Thursday, December 29, 2011

Bóg dał, Bóg wziął

Bóg dał, Bóg wziął. That’s a Polish proverb, included on the dedication page for House of Good Hope, just beneath my grandparents’ names. It means “God gives, God takes.” Walt and Helen Petry both were dead by the time the book was published in 2007. Thus.

The phrase came to mind the day before Christmas when House of Good Hope’s publisher returned publication rights to me. This means the book is out of print and the publisher will make it no more. Theirs was a business decision I understood. It took four years to sell the first print run–a slow unraveling. The press offered to keep the book available in a single e-edition (via Barnes and Noble). I asked them to commit to full publication or give me back the rights, per our contract. The publisher’s terse reply arrived amidst a few holiday cards. “This letter will serve as official notice...” etc. I was disappointed that it had not begun, “Dear Michael.”

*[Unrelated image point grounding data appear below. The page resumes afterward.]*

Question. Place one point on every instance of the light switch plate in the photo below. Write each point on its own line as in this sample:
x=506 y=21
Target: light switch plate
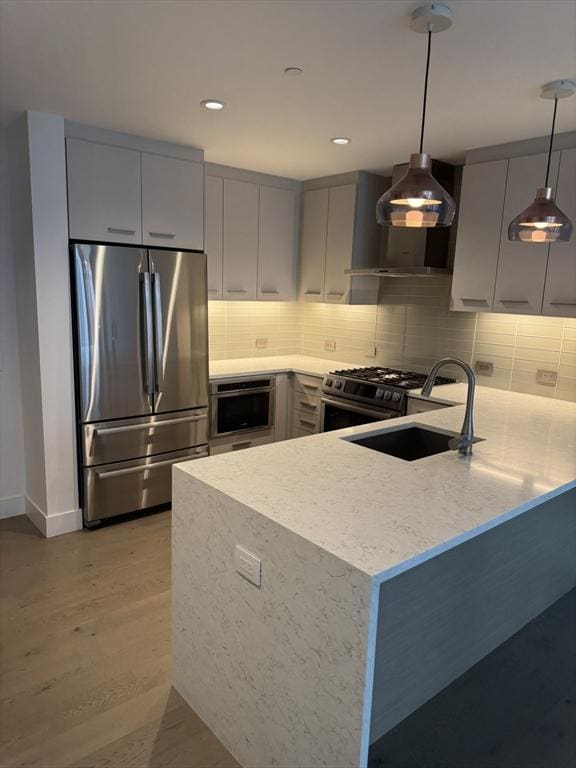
x=548 y=378
x=484 y=368
x=248 y=565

So now, HOGH has gone out of print just as The Greatest Show is poised to come into the world. Sad irony, that.

After I read the letter, I poured a nip of Scotch and toasted the book. Then I wandered room to room, as if the mail had brought news of the death of an old friend I once knew well but hadn’t talked with in a few years.

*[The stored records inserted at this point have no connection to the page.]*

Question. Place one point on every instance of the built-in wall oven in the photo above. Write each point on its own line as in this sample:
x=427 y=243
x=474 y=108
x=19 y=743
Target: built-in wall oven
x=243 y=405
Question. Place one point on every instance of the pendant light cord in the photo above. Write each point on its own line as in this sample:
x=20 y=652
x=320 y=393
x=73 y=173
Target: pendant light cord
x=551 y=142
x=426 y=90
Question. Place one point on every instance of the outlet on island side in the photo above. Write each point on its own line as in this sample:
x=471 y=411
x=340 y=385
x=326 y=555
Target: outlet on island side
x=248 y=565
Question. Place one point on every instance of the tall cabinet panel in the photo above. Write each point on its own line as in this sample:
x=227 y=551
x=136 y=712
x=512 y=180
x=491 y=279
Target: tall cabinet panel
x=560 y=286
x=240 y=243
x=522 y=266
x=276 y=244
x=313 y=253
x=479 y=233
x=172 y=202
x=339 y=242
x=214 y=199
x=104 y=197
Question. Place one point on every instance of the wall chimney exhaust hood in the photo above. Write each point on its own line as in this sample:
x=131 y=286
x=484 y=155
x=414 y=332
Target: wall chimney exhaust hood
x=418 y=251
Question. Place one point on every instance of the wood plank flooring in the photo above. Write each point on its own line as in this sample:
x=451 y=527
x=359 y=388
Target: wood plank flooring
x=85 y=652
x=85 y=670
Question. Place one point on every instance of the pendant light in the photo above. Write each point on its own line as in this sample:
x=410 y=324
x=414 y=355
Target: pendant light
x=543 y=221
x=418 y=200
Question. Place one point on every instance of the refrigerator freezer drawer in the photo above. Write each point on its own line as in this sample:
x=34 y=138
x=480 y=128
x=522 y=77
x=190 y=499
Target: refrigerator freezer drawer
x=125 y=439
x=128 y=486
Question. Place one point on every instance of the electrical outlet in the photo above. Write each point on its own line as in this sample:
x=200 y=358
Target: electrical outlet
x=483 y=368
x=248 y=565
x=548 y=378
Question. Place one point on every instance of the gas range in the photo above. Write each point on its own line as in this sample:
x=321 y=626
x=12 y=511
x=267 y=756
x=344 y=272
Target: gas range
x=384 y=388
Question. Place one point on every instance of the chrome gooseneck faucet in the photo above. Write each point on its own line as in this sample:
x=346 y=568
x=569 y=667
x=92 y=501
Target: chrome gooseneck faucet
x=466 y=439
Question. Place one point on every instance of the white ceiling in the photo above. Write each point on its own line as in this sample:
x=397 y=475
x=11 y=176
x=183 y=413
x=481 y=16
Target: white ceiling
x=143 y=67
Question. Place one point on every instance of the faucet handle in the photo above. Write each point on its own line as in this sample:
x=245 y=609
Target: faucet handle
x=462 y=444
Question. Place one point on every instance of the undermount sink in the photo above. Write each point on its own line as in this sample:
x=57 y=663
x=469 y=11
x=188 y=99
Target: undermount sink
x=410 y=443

House of Good Hope was a necessary book for me to write. It wasn’t cut out to be a big seller, that I knew, but without it, I’d never have gotten my current job as a professor teaching creative writing. More importantly, I’d never have had friendships with the men who are the book’s primary characters. I made the book with the hope that it would honor the memory of my grandparents and give my family an historical record. Likewise, I wanted to create something Hiram, Eric, Derrick, Joshua, and Harvey could give their children to say, “This was your father once.” I wanted to write something that praised Hartford as a place worth our attention. I wanted to better understand why we leave places we love and what price is paid when we do.

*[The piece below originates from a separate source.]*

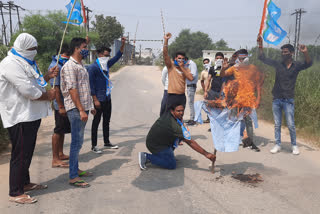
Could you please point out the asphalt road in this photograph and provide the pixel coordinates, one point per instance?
(290, 183)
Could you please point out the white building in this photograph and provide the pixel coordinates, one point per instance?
(210, 54)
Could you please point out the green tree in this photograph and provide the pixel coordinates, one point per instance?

All of that sounds like a eulogy, but it isn’t, because HOGH isn’t dead. The book has come home, its rights mine again to do with as I please. My literary agent encouraged this path. He mentioned the ease of creating a Kindle edition, how simple it is to create a print-on-demand copy. His agency could help. Why let the book languish?

So now, House of Good Hope is out of print and poised to return if I so choose. I can revise it if I want, or not, or update it, or not. Or maybe years from now another publisher will ask for it. Maybe it will just sit for a while, not languishing, but waiting, because how God gives and takes, and in what order, and how often, is always a mystery, and who knows what comes next?